10 Commits

Author SHA1 Message Date
Etienne Perot 3649ca9d9e On COS, add NVIDIA library directory to LD configuration and update cache.
Unlike Ubuntu VMs where we use Docker's `--gpus` flag, COS VMs do not use
this flag and instead mount the NVIDIA library directories automatically.
However, nothing guarantees that these directories are added to the LD
config. This change fixes that. It take advantage of the fact that all GPU
tests have the sniffer binary as entrypoint, which slightly overloads the
role of the sniffer within the GPU test infrastructure... but then again
the ioctl sniffer is already deeply intertwined with ld configuration
because it already overrides the `ioctl` libc function, so this doesn't
seem like too big of a stretch.

This change makes the ffmpeg test succeed with `runc` on COS, but they still
fail with gVisor (with `CUDA_ERROR_OUT_OF_MEMORY` errors). So there must be
some further gVisor-specific error.

Updates #11351
Updates #11321

PiperOrigin-RevId: 715222952
2025-01-13 21:13:14 -08:00
Ayush Ranjan 2edcee37d9 Specify all capabilities in TestGPUCheckpointRestore.
This test was broken by 5e6589e0b7 ("Update CUDA test compatibility to keep
up with added gVisor support.") which requires all
images/gpu/cuda-tests/run_sample.go users to specify "all" driver capabilities.

PiperOrigin-RevId: 713170590
2025-01-07 23:28:03 -08:00
Etienne Perot d299b3998c Sniffer: Exit instantly on unknown ioctls in compatibility enforcement mode.
This makes it easier to deal with client/server-type GPU tests, such as
ollama or vLLM, where the main GPU process is a long-running one.

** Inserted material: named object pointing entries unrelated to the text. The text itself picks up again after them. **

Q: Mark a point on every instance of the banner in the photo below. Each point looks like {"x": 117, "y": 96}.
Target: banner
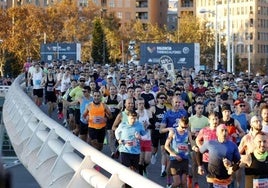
{"x": 180, "y": 54}
{"x": 260, "y": 183}
{"x": 167, "y": 63}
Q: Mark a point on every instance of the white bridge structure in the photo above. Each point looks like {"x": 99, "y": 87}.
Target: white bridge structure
{"x": 52, "y": 154}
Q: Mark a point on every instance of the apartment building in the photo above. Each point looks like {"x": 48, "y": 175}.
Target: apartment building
{"x": 148, "y": 11}
{"x": 3, "y": 4}
{"x": 247, "y": 31}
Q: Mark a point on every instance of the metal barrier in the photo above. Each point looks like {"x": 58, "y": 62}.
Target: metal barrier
{"x": 53, "y": 155}
{"x": 3, "y": 90}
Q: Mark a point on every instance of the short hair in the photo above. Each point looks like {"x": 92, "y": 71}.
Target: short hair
{"x": 132, "y": 113}
{"x": 87, "y": 88}
{"x": 215, "y": 114}
{"x": 184, "y": 120}
{"x": 263, "y": 107}
{"x": 160, "y": 94}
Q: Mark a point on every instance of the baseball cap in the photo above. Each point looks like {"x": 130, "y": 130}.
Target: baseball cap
{"x": 239, "y": 101}
{"x": 226, "y": 106}
{"x": 109, "y": 76}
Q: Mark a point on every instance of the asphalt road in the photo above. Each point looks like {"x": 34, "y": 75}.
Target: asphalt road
{"x": 22, "y": 178}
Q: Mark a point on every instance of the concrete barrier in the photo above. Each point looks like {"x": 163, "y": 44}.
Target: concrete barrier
{"x": 53, "y": 155}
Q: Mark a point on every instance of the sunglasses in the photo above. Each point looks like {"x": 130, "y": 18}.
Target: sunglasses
{"x": 184, "y": 127}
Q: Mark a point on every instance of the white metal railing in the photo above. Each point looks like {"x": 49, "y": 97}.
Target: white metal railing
{"x": 53, "y": 155}
{"x": 3, "y": 90}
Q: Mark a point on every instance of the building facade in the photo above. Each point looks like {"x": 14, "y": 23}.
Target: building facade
{"x": 245, "y": 25}
{"x": 148, "y": 11}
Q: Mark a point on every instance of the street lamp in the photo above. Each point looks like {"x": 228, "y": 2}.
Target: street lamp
{"x": 228, "y": 37}
{"x": 249, "y": 66}
{"x": 203, "y": 11}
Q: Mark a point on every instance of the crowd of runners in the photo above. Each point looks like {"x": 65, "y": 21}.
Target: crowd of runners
{"x": 210, "y": 123}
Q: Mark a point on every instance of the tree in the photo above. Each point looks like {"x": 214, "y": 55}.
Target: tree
{"x": 99, "y": 51}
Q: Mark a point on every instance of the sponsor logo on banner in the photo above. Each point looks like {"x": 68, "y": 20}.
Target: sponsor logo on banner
{"x": 167, "y": 63}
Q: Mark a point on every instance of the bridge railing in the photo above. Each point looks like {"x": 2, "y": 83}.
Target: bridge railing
{"x": 53, "y": 155}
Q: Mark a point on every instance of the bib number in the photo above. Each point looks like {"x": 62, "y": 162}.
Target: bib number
{"x": 219, "y": 186}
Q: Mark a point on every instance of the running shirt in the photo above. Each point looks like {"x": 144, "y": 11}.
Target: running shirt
{"x": 126, "y": 133}
{"x": 50, "y": 84}
{"x": 242, "y": 119}
{"x": 158, "y": 116}
{"x": 83, "y": 106}
{"x": 180, "y": 145}
{"x": 144, "y": 119}
{"x": 112, "y": 105}
{"x": 96, "y": 116}
{"x": 231, "y": 129}
{"x": 171, "y": 118}
{"x": 217, "y": 152}
{"x": 65, "y": 83}
{"x": 257, "y": 167}
{"x": 205, "y": 135}
{"x": 37, "y": 79}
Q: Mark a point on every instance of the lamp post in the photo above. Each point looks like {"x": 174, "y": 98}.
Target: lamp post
{"x": 248, "y": 48}
{"x": 228, "y": 37}
{"x": 202, "y": 11}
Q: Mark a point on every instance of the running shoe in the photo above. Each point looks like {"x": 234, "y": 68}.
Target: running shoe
{"x": 153, "y": 159}
{"x": 163, "y": 174}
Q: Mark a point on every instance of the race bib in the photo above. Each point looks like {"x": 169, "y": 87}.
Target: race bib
{"x": 98, "y": 120}
{"x": 219, "y": 186}
{"x": 260, "y": 183}
{"x": 183, "y": 147}
{"x": 130, "y": 143}
{"x": 38, "y": 82}
{"x": 50, "y": 88}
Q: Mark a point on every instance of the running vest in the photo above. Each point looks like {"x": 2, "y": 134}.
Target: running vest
{"x": 96, "y": 116}
{"x": 180, "y": 144}
{"x": 158, "y": 116}
{"x": 242, "y": 119}
{"x": 50, "y": 84}
{"x": 83, "y": 106}
{"x": 112, "y": 103}
{"x": 231, "y": 129}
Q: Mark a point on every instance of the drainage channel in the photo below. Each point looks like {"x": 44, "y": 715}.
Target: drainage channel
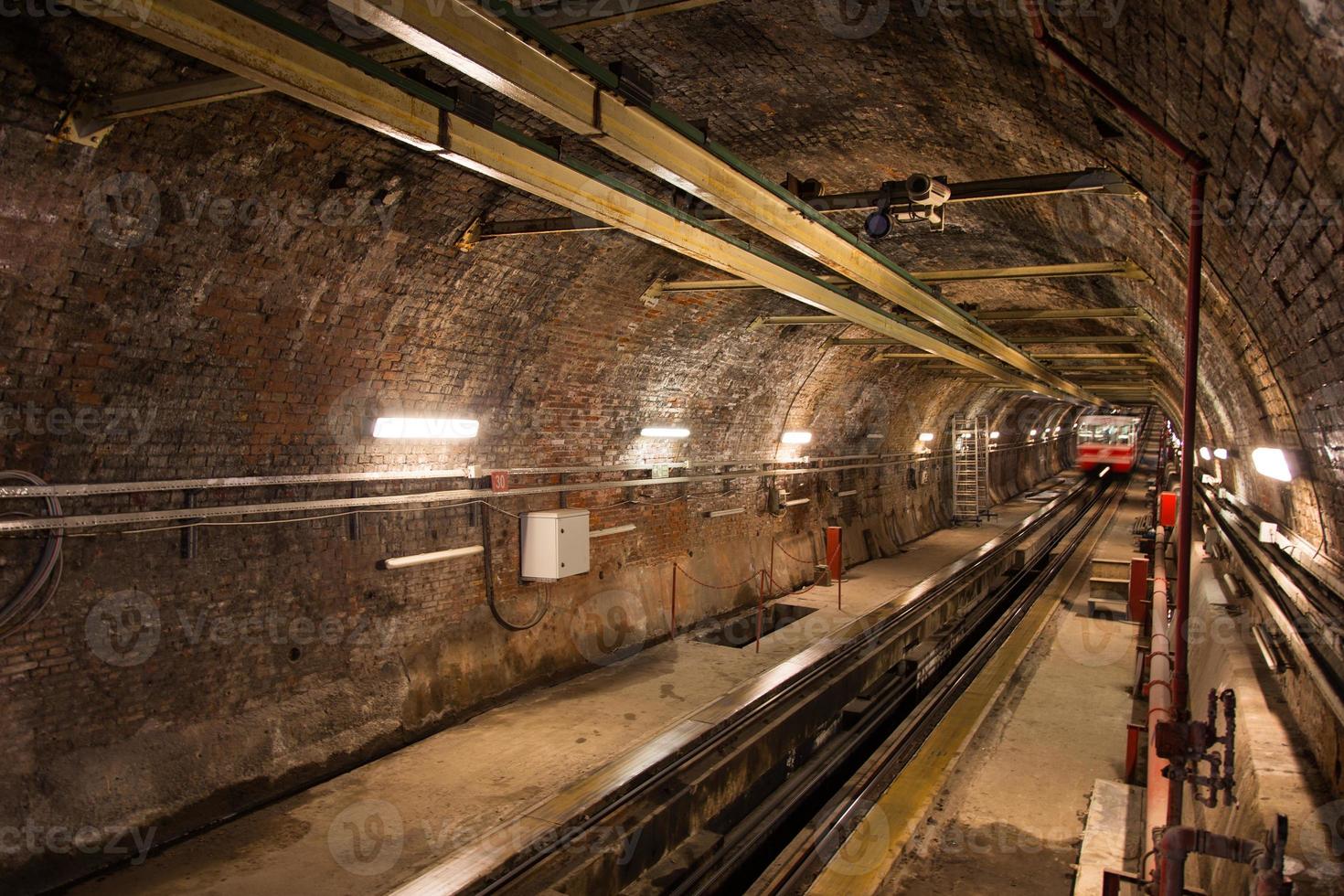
{"x": 641, "y": 824}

Prior to
this CL, when setting enforcement mode on this process, this would only be
checked if adding explicit code to shut down the container orderly by
sending a signal to the server process, in order to let the ioctl sniffer
have a chance to produce its report. This is easy to miss, because there
is no feedback that would suggest that the ioctl sniffer isn't being
respected in such tests. By exiting instantly as soon as an unsupported
ioctl is found, such code doesn't need to be added.

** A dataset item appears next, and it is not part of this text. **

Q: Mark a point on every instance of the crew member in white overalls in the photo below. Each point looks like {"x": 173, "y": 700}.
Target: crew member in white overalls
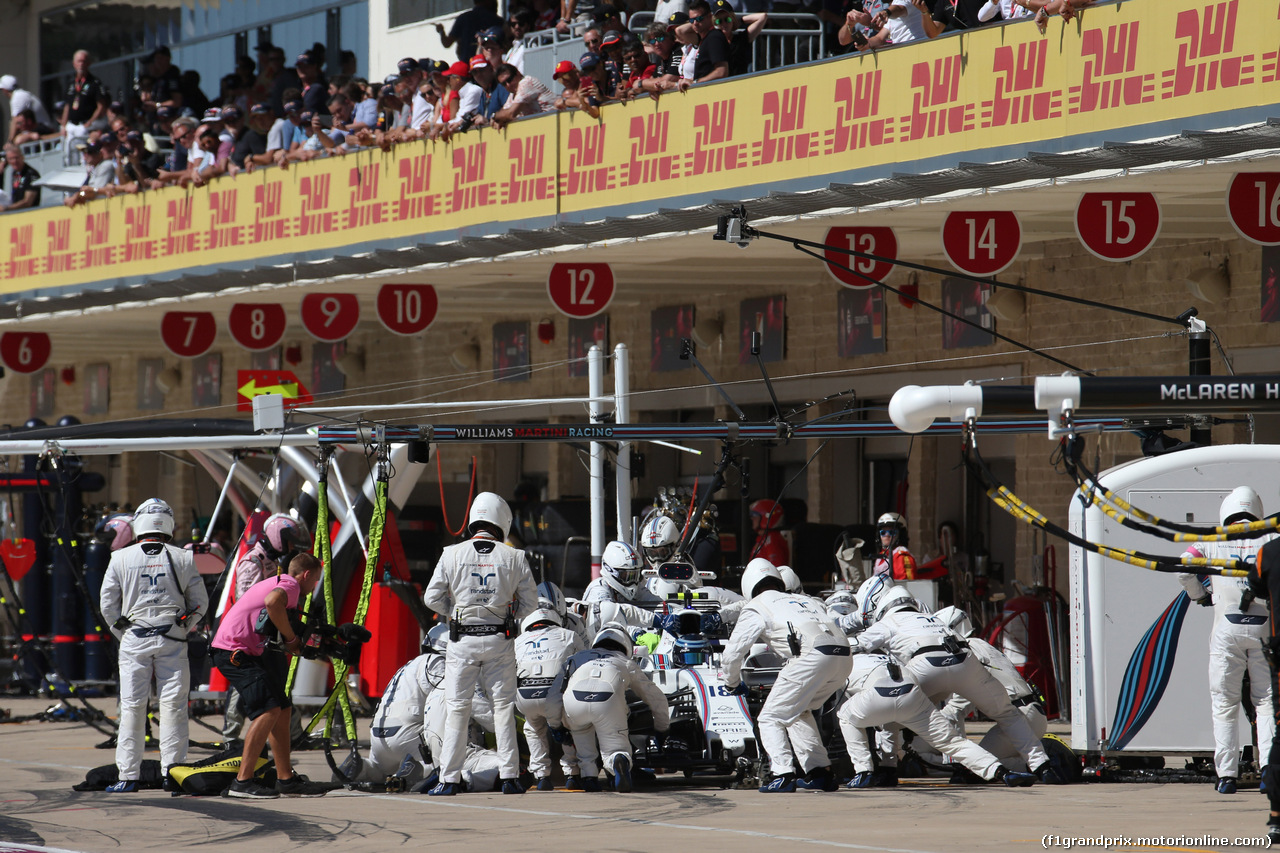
{"x": 152, "y": 597}
{"x": 485, "y": 588}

However, the previous behavior is still useful when testing new
applications, so it is still available as well. The
`--enforce_compatibility` flag is changed to a tri-state flag that can
handle either being turned off, or enforcing compatibility on the spot vs
at exit time.

Updates issue #10885.

PiperOrigin-RevId: 686653876
2024-10-16 15:03:45 -07:00
Etienne Perot 1e97c039bf Automated rollback of changelist 673541771
PiperOrigin-RevId: 673651019
2024-09-11 20:42:21 -07:00
Etienne Perot 64de876102 Do not embed the run_sniffer binary in the dockerutil library.
This is causing nogo test failures. Use a `data` dependency instead.

Updates #10885

PiperOrigin-RevId: 673541771
2024-09-11 14:42:34 -07:00
Etienne Perot a689c11a76 Integrate GPU ioctl sniffer in GPU tests.
This wraps all GPU tests' command line with the nvproxy ioctl sniffer.

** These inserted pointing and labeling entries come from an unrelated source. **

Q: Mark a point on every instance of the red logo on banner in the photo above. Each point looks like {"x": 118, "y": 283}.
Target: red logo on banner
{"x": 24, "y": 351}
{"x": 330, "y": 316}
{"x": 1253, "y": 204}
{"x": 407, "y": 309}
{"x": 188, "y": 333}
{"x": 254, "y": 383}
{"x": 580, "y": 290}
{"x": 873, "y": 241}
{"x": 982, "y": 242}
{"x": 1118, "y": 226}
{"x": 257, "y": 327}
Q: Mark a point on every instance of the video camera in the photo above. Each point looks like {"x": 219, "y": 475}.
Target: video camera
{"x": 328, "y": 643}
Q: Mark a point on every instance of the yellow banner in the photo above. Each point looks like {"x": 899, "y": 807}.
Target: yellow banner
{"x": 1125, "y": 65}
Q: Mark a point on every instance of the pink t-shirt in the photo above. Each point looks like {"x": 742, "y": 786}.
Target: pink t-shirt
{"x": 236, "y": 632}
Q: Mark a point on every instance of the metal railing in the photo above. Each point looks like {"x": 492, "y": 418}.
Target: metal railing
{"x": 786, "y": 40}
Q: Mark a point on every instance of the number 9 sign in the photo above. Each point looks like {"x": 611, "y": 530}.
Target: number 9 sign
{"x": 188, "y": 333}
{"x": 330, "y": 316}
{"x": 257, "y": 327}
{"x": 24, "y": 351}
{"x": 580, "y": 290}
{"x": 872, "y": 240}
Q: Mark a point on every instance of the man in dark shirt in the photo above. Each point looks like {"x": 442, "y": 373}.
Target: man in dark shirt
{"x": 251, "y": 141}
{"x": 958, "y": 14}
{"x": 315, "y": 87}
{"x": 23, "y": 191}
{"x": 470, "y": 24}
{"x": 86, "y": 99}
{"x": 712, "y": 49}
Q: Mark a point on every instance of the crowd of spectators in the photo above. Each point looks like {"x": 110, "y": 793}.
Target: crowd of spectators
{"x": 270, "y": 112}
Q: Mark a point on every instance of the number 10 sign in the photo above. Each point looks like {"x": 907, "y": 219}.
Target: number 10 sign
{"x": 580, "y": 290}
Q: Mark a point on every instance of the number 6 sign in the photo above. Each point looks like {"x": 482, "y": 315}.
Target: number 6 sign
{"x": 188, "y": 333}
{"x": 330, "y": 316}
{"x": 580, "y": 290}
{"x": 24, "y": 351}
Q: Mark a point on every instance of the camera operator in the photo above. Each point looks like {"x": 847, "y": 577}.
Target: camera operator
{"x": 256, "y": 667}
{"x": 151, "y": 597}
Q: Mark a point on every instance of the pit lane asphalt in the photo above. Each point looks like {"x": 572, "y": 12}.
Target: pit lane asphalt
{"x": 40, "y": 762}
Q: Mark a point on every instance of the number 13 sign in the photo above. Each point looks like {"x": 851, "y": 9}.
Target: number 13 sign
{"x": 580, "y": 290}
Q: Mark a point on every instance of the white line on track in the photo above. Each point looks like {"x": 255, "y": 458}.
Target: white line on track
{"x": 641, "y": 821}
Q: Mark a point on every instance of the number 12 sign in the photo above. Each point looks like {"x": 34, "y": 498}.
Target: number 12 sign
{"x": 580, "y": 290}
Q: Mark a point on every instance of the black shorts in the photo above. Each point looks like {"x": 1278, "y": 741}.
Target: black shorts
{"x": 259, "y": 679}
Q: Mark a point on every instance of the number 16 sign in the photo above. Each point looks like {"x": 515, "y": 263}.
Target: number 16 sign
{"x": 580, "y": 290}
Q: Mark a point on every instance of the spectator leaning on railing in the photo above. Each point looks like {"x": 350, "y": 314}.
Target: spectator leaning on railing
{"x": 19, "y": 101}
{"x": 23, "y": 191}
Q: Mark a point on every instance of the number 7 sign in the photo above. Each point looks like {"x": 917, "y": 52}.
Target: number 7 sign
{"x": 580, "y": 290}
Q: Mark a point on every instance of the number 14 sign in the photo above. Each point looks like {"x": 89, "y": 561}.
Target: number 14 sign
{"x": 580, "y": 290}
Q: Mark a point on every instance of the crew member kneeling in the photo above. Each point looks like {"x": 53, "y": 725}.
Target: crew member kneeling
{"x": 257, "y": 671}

This has multiple functions:

- Verifying that the application does not call ioctls unsupported by
  nvproxy. This is controlled by a `AllowIncompatibleIoctl` option, which
  is initially set to `true` in all tests to mirror current behavior, but
  should be flipped as we verify that they do not call unsupported ioctls.
- Verifying that the sniffer itself works transparently for a wide range
  of applications.
- Later down the line, enforcing that the application only calls ioctls
  that are part of GPU capabilities that it has a need for. This is
  controlled by a capability string which is currently only used to set
  the `NVIDIA_DRIVER_CAPABILITIES` environment variable.

Updates issue #10856

PiperOrigin-RevId: 672714520
2024-09-09 16:34:19 -07:00
Etienne Perot 4810afc36c GPU support: Add NVIDIA CUDA sample tests.
This is a set of CUDA tests defined by NVIDIA in this repository:
https://github.com/NVIDIA/cuda-samples

This change introduces a large new test (`cuda_test`) which runs each CUDA
sample test in a container.

There are many subtleties involved due to how the CUDA samples repository
isn't always meant to be run as a test, some of it involves graphical
applications, and a lot of them require this or that CUDA feature which not
all NVIDIA GPUs support, some require multiple GPUs to be on the machine, etc.
Therefore, the test maps each test to their `Compatibility` data which
determines whether or not a sample test is expected to fail when run in a
certain environment. The overall test also has a
`--cuda_verify_compatibility` flag to verify the veracity of this mapping,
by running expected-to-be-broken tests and verifying that their failure
matches how this expected failure typically manifests.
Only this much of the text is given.